Currently, the Technical Readiness Working Group (TRWG) has been set up to enable the ISSB to draft a new international sustainability standard based on existing standards and frameworks, including the Climate Disclosure Standards Board, the Task Force for Climate-related Financial Disclosures (TCFD), the Value Reporting Foun nation’s Integrated Reporting Framework and SASB Standards, and the World Economic Forum’s Stakeholder Capitalism Metrics. 
The ISSB proposed to provide material, thematic, and industry-focused sustainability information relevant to investors’ decision-making. The materiality approach of ISSB’s proposed standards will focus on identifying “…sustainability matters that are reasonably possible to affect enterprises’ value creation, preservation, or erosion over the short, medium, and long term which therefore would impact investors’ investment decisions…”.

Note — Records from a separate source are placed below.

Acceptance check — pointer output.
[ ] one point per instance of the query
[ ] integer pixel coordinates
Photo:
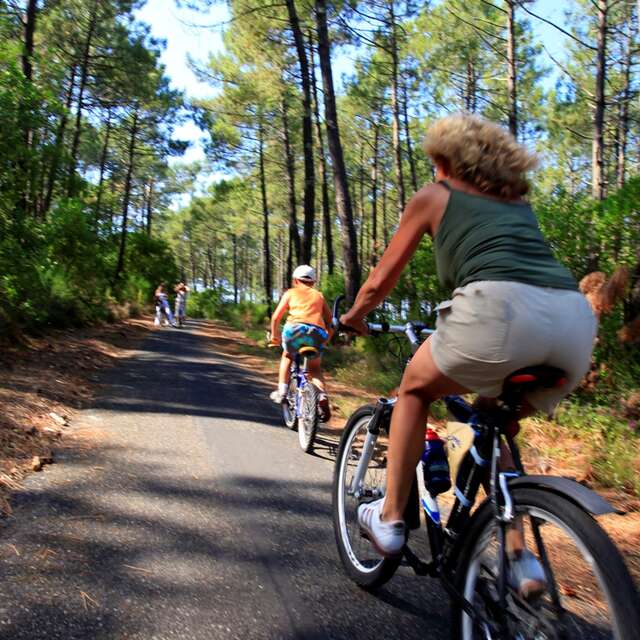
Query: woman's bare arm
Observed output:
(277, 316)
(415, 222)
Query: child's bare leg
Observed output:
(285, 369)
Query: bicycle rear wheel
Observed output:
(309, 418)
(361, 561)
(589, 596)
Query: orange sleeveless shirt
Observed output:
(306, 306)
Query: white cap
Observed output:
(304, 272)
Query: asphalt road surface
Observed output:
(193, 515)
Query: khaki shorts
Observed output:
(491, 329)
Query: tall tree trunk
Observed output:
(407, 135)
(24, 169)
(597, 160)
(103, 164)
(471, 88)
(361, 205)
(326, 214)
(84, 75)
(59, 142)
(343, 199)
(307, 135)
(127, 195)
(623, 119)
(212, 267)
(512, 68)
(235, 268)
(268, 286)
(29, 29)
(291, 175)
(395, 111)
(150, 195)
(374, 196)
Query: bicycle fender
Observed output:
(580, 495)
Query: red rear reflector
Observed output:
(523, 377)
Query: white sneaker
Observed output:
(277, 397)
(388, 538)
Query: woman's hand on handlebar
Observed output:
(355, 323)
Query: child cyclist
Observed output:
(307, 324)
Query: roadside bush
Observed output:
(58, 272)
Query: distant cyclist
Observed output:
(181, 290)
(162, 306)
(307, 324)
(513, 306)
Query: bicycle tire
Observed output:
(309, 418)
(289, 404)
(609, 569)
(384, 568)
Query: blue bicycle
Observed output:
(300, 406)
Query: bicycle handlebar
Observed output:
(412, 330)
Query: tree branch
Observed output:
(555, 26)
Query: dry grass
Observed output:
(43, 381)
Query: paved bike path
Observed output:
(194, 515)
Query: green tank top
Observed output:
(480, 238)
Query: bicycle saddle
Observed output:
(540, 375)
(309, 352)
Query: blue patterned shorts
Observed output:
(295, 336)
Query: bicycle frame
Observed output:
(480, 466)
(299, 369)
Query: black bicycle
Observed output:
(589, 592)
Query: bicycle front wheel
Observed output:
(364, 565)
(308, 420)
(589, 593)
(289, 404)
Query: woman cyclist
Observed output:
(513, 305)
(307, 324)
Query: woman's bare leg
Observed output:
(422, 383)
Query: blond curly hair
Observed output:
(481, 153)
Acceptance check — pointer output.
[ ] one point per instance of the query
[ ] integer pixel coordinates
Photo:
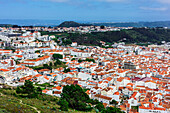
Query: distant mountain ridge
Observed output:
(72, 24)
(135, 24)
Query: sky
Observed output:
(87, 10)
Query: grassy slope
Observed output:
(138, 35)
(47, 104)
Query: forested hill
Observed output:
(136, 24)
(136, 35)
(72, 24)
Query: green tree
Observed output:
(57, 56)
(63, 105)
(72, 59)
(80, 60)
(102, 27)
(51, 64)
(112, 110)
(37, 51)
(76, 97)
(100, 106)
(114, 102)
(66, 70)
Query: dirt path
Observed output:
(31, 107)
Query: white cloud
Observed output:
(111, 0)
(58, 1)
(154, 9)
(164, 1)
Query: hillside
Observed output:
(136, 24)
(11, 103)
(136, 35)
(72, 24)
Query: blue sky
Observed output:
(87, 10)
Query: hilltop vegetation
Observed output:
(135, 35)
(136, 24)
(72, 24)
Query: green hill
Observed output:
(72, 24)
(136, 24)
(136, 35)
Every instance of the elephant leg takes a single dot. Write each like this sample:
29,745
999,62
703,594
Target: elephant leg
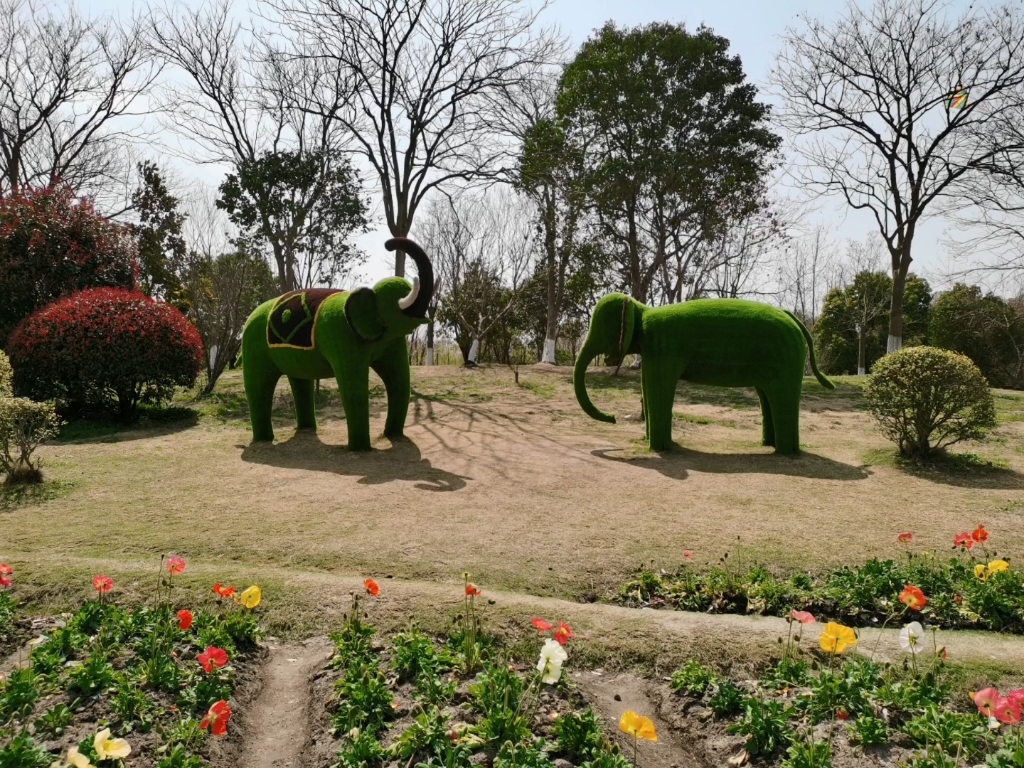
392,367
303,392
353,383
767,424
260,380
660,378
784,403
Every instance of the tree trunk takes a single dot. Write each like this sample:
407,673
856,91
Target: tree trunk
861,349
896,307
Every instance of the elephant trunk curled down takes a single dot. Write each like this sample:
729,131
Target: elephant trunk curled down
724,342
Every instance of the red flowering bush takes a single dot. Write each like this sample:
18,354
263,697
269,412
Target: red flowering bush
102,347
52,245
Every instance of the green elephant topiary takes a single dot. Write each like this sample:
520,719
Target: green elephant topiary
725,342
320,333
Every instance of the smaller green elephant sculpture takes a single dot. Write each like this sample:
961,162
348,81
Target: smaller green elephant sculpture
318,333
725,342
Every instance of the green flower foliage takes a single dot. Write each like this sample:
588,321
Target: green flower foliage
927,398
863,595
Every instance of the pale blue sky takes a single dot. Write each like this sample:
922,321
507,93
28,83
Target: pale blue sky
754,29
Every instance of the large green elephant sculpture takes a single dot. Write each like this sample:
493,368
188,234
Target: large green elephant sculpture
320,333
726,342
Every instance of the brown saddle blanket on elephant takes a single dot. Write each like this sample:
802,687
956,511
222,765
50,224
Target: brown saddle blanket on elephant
293,320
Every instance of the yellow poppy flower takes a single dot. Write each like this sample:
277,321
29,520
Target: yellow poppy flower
77,759
252,596
108,749
837,638
637,726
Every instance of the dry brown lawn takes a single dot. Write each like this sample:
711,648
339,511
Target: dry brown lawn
514,484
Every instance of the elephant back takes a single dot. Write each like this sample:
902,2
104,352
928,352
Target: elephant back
293,321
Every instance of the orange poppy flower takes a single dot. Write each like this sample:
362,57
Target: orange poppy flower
563,633
216,719
912,597
212,657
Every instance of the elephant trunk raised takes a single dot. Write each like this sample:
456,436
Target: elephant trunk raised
415,305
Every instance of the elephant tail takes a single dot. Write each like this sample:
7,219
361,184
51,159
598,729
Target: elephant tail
822,379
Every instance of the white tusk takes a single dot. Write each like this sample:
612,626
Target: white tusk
408,301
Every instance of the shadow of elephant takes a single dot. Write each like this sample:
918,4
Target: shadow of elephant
680,461
402,461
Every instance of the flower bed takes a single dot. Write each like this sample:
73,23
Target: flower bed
108,682
457,701
835,707
972,589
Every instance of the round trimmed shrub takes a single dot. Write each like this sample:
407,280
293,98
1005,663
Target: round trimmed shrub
105,347
927,398
53,244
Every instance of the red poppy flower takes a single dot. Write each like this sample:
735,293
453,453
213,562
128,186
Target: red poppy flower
216,719
212,657
912,597
563,633
542,626
964,540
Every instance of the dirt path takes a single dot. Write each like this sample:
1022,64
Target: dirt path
276,723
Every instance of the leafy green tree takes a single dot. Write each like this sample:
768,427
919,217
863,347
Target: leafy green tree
305,207
983,327
853,328
674,140
162,250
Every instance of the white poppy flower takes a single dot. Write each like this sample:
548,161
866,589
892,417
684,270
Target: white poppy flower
550,664
911,638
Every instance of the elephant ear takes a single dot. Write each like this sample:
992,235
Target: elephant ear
360,311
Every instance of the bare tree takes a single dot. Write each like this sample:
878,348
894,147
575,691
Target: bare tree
482,249
69,89
727,264
806,272
245,105
881,84
427,76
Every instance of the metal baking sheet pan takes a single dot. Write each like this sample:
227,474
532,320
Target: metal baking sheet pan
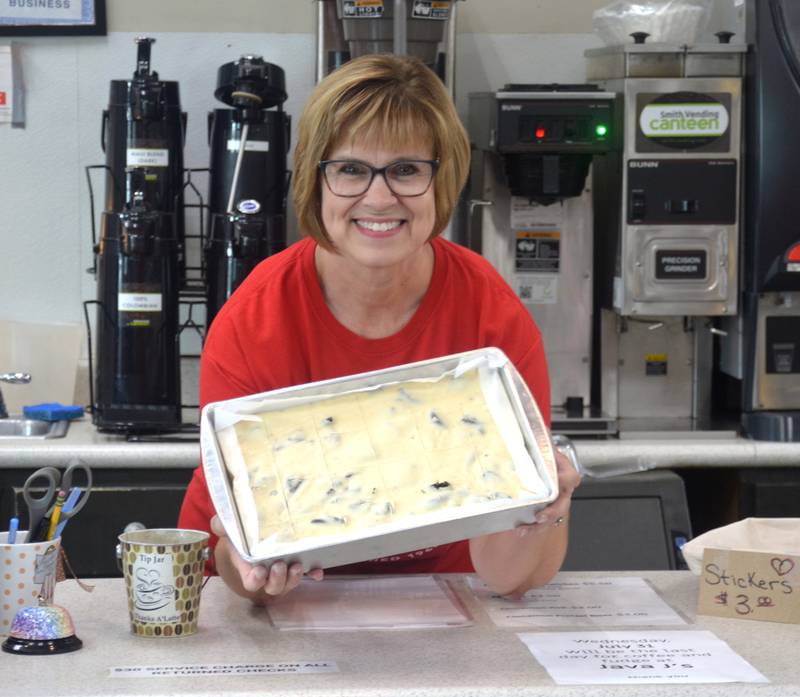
451,524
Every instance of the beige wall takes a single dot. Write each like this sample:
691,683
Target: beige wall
297,16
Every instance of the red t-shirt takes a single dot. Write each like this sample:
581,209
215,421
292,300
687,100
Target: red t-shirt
276,331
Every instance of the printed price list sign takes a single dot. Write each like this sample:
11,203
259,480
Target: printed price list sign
750,585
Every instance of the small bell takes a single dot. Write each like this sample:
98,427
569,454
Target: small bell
40,630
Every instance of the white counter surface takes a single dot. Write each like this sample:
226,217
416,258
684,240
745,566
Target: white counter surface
479,660
701,449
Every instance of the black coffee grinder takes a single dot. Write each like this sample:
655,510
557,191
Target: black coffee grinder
248,178
139,256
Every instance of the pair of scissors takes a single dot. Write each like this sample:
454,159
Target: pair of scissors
39,507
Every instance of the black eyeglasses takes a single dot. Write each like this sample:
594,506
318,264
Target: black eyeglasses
351,178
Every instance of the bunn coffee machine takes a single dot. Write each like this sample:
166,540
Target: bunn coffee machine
248,178
139,256
761,352
530,215
667,221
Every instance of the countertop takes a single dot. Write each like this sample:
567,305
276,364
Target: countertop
479,660
660,450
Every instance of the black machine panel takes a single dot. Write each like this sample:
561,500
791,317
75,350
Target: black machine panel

Finally, the global trend in Sustainability or ESG disclosures suggests that there has been considerable uptake of sustainability practices among companies worldwide, from around a paltry 12% in the early 90s to 80 % in 2020. The Percentage is even higher, up to 90 percent, among the world’s largest companies. GRI has remained the dominant ESG reporting standard globally over peers such as IR and SASB.
The reason may be that GRI is the pioneer in this landscape and hence garners much more universal acceptance and legitimacy because of its stakeholder focus rather than the investor-only focus. However, there has been a growth in the adoption of IR in France, Japan, India, and Malaysia over recent years. Another significant trend is the growth in providing third-party assurance of sustainability information by reporting entities. Even though ‘reporting on risk from biodiversity losses remained low, climate change risk caught the imagination of the corporate world.
With SDGs, the trend suggests that corporate reporting on SDGs needs to be more balanced and connected to business goals. However, the silver lining is that most companies are connecting their activities with the seventeen global Sustainable Development Goals set by the United Nations.